PuritanCovenanter said:


> If you google semi-pelagian and Melancthon you will see a lot. Just give it a go. From reformed resources to secular. It is pretty common knowledge he believed in synergistic cooperation in the later years.



Touche. I still do no think it is true that he "led the Lutheran Church" into semi-pelagianism. I tried to show that in my above post. As a matter of fact some of Melancthon's ideas began to split the Lutherans after Luther's death.


----------



## PuritanCovenanter

Well, your experience with Lutherans and mine are far different. One quote doesn't make a whole stance for the whole of Lutherans. Kind of like Presbyterians. Kind of like Baptists. lol. There are some solid Lutherans and some that are less than. From the Missouri Synod down they tend to grow semi. I knew a few Missouri guys who were semi. They were Pastors.


----------



## Grillsy

PuritanCovenanter said:


> One quote doesn't make a whole stance for the whole of Lutherans. Kind of like Presbyterians. Kind of like Baptists. lol.



Very true.


----------



## NB3K

What's amazing is that John Calvin & Martin Luther believed in the same Providence, Election, and many other things, I believe the only thing that separated them was on communion.
Calvin considers Luther to be his spiritual father.


----------



## PuritanCovenanter

J. Dean said:


> Did Luther and Melancthon not agree on this?

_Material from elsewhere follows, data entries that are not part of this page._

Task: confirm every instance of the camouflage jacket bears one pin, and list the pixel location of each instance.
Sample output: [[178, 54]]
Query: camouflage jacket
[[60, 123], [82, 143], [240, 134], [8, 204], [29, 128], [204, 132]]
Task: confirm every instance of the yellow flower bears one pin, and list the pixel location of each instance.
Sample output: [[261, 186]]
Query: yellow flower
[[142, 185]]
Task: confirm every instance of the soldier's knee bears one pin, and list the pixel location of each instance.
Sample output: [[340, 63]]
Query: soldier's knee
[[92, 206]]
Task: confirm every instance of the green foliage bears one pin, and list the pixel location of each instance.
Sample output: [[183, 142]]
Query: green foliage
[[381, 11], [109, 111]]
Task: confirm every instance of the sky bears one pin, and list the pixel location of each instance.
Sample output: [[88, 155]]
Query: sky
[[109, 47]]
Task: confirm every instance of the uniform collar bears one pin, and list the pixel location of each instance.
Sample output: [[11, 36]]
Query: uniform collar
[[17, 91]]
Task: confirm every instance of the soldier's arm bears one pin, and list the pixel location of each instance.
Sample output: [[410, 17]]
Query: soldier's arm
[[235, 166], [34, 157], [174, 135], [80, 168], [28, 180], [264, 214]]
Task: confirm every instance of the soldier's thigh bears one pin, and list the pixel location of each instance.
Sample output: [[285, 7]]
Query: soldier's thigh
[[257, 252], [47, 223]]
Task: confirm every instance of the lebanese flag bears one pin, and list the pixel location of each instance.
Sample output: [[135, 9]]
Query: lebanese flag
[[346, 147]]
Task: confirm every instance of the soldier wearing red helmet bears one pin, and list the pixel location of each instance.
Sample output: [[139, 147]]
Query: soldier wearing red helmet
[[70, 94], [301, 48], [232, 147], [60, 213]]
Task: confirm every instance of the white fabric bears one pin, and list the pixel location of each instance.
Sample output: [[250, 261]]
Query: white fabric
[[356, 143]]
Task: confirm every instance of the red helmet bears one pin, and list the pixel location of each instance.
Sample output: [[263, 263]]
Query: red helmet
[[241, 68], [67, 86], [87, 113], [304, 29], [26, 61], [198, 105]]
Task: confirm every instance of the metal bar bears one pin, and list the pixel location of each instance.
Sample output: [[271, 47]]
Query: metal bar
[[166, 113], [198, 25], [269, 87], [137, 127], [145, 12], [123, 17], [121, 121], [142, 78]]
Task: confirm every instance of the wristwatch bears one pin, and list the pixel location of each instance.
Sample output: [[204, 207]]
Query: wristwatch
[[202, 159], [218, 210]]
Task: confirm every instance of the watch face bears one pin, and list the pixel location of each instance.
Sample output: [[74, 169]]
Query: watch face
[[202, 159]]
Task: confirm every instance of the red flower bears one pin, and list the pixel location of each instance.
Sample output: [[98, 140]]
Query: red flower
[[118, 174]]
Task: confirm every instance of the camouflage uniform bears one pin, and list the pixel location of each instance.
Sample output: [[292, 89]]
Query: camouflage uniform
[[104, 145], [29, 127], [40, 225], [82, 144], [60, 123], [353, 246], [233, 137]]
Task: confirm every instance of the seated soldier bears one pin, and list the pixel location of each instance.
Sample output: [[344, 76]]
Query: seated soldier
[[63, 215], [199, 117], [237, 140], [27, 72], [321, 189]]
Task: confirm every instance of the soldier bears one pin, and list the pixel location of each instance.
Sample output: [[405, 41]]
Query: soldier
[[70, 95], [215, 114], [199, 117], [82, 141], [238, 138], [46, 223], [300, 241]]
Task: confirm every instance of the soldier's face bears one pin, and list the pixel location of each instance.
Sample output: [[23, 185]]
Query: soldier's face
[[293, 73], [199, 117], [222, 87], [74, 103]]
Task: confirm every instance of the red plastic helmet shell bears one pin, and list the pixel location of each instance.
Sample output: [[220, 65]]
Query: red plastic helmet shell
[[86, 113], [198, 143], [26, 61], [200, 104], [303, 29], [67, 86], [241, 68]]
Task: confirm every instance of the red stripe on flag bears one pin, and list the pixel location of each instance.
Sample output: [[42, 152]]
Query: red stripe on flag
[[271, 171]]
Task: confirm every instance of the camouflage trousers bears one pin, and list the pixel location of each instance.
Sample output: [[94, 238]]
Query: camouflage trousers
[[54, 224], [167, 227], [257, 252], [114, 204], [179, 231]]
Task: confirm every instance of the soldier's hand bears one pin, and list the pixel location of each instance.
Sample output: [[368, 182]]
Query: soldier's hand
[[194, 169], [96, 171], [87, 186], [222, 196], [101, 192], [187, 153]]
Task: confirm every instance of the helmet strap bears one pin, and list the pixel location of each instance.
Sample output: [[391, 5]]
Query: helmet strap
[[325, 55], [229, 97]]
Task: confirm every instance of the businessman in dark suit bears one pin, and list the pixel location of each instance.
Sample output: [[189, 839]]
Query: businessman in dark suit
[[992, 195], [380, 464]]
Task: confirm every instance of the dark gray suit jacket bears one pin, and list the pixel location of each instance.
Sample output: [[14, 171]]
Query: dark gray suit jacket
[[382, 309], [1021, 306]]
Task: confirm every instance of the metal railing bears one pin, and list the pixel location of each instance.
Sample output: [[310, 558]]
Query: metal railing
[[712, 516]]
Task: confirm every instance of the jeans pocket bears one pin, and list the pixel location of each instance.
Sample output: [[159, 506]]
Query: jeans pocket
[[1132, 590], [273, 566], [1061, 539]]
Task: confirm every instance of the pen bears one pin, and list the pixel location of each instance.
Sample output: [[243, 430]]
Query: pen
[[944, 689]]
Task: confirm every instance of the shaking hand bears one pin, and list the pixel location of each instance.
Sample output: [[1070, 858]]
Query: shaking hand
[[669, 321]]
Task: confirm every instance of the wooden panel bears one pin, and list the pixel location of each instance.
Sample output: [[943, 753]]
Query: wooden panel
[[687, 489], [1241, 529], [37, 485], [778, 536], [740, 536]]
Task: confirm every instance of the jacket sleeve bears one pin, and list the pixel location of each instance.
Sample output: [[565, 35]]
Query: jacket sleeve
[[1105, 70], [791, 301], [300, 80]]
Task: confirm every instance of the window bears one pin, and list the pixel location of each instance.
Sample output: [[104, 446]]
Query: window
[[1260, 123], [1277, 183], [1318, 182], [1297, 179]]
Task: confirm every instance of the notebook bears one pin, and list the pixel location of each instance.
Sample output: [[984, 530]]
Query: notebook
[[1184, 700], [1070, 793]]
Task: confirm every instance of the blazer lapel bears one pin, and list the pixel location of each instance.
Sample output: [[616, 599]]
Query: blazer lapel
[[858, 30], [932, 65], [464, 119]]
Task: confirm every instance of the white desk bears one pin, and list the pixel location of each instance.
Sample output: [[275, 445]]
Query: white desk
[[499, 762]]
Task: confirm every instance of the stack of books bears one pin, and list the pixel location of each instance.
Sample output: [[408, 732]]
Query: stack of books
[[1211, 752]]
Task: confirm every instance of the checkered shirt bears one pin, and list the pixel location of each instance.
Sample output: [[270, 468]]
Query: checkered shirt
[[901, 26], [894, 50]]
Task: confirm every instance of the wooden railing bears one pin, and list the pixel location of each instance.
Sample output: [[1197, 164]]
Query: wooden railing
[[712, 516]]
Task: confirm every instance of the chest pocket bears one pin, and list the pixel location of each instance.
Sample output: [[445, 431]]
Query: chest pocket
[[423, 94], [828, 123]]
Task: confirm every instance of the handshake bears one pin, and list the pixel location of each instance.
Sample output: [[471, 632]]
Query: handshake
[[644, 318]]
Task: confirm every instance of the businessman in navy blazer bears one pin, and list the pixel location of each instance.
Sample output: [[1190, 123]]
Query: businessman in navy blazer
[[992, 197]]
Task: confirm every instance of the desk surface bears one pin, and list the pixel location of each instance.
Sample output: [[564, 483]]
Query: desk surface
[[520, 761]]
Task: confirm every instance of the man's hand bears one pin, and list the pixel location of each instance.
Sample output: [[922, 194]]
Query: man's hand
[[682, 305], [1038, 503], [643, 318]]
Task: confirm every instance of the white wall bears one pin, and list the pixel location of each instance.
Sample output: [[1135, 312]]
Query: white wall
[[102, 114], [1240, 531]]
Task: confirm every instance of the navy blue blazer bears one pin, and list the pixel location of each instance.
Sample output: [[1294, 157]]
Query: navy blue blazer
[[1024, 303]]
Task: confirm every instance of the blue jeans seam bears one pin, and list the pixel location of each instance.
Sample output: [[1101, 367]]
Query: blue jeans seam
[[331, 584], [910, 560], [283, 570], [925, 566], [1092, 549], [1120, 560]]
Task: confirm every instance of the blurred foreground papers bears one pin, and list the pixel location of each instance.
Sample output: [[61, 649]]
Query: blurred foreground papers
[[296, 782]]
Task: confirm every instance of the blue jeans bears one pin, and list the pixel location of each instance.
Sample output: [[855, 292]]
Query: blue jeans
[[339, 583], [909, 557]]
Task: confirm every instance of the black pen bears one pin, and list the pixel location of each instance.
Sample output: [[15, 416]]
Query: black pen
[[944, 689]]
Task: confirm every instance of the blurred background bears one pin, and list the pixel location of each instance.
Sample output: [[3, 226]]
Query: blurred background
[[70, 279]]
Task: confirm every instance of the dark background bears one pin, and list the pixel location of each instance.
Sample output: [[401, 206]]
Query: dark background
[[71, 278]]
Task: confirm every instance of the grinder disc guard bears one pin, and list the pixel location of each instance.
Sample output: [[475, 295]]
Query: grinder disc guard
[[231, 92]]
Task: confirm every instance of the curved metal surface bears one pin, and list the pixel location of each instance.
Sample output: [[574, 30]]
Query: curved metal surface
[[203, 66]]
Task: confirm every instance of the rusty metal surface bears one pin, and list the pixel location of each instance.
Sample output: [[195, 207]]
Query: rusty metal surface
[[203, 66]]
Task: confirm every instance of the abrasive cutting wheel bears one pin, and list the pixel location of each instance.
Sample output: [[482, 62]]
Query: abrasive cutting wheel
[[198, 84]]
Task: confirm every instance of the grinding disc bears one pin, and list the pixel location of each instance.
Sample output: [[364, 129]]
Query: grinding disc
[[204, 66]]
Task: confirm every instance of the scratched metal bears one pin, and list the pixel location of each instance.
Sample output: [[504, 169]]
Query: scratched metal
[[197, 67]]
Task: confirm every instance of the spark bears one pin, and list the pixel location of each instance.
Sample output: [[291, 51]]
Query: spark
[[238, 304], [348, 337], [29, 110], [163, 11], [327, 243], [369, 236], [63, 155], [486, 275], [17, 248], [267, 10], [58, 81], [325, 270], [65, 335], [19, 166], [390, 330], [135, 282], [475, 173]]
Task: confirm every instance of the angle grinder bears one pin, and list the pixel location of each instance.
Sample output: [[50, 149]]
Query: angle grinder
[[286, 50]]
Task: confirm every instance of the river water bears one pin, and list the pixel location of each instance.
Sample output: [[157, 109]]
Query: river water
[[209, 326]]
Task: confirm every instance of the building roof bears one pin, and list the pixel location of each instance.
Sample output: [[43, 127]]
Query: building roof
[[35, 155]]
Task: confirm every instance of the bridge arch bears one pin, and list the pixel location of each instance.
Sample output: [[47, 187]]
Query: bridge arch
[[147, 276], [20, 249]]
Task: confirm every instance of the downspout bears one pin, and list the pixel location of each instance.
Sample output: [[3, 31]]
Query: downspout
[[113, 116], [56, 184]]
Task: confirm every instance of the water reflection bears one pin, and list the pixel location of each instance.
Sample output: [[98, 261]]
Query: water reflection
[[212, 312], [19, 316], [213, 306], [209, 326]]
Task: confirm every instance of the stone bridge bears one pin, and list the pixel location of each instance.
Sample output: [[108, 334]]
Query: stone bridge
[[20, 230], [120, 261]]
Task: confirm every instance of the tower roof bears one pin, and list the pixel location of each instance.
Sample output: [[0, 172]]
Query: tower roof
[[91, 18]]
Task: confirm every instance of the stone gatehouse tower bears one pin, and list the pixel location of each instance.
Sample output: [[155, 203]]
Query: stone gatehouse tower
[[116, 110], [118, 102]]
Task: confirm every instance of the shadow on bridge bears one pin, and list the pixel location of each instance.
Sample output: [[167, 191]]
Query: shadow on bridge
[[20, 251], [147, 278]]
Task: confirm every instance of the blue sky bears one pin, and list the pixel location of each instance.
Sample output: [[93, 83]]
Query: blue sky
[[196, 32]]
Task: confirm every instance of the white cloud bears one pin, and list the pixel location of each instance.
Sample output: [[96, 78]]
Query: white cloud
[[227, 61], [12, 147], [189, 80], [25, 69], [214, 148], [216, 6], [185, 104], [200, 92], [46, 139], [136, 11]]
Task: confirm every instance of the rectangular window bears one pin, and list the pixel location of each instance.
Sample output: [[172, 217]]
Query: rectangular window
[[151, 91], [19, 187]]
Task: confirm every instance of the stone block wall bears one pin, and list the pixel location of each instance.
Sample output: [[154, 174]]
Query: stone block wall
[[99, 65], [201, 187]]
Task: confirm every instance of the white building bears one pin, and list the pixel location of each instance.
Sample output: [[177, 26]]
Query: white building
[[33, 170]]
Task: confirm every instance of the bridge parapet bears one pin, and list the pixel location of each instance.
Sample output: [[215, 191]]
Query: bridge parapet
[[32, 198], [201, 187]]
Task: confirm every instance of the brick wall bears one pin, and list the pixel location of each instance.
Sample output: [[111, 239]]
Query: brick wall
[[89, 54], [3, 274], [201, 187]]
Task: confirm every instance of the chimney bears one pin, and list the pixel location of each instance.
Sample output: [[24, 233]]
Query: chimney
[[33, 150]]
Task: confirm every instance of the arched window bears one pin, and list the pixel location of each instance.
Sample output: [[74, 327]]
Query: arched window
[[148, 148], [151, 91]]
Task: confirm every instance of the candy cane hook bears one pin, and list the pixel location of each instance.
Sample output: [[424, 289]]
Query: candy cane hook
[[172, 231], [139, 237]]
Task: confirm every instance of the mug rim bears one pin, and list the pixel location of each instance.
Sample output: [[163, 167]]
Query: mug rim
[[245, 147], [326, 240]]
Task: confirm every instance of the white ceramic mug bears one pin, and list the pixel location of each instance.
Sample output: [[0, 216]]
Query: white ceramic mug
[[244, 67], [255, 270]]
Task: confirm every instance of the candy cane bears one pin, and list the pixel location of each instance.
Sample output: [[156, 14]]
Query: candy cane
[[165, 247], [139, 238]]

Luther held to a very strong stance that man was utterly depraved and was dead. One book that is a must read for Christians is Luther's Bondage of the Will. I heartily recommend it.


----------



## Philip

NB3K said:


> What's amazing is that John Calvin & Martin Luther believed in the same Providence, Election, and many other things, I believe the only thing that separated them was on communion.
> Calvin considers Luther to be his spiritual father.



Normative vs. regulative principle? They do look awfully similar on a lot of things, but Calvin tends to be more systematic.


----------



## JM

Rev. Fisk on YouTube has taken a few swings at Calvinism. He calls Reformed theology scholasticism and rationalistic. He once mentioned Calvin's comment about Jesus showing up in the upper room after His resurrection, Calvin believe Jesus must have got into the room via a window, Fisk used this it illustrated a point...that I don't recall.



jm


----------



## NB3K

P. F. Pugh said:


> Normative vs. regulative principle? They do look awfully similar on a lot of things, but Calvin tends to be more systematic.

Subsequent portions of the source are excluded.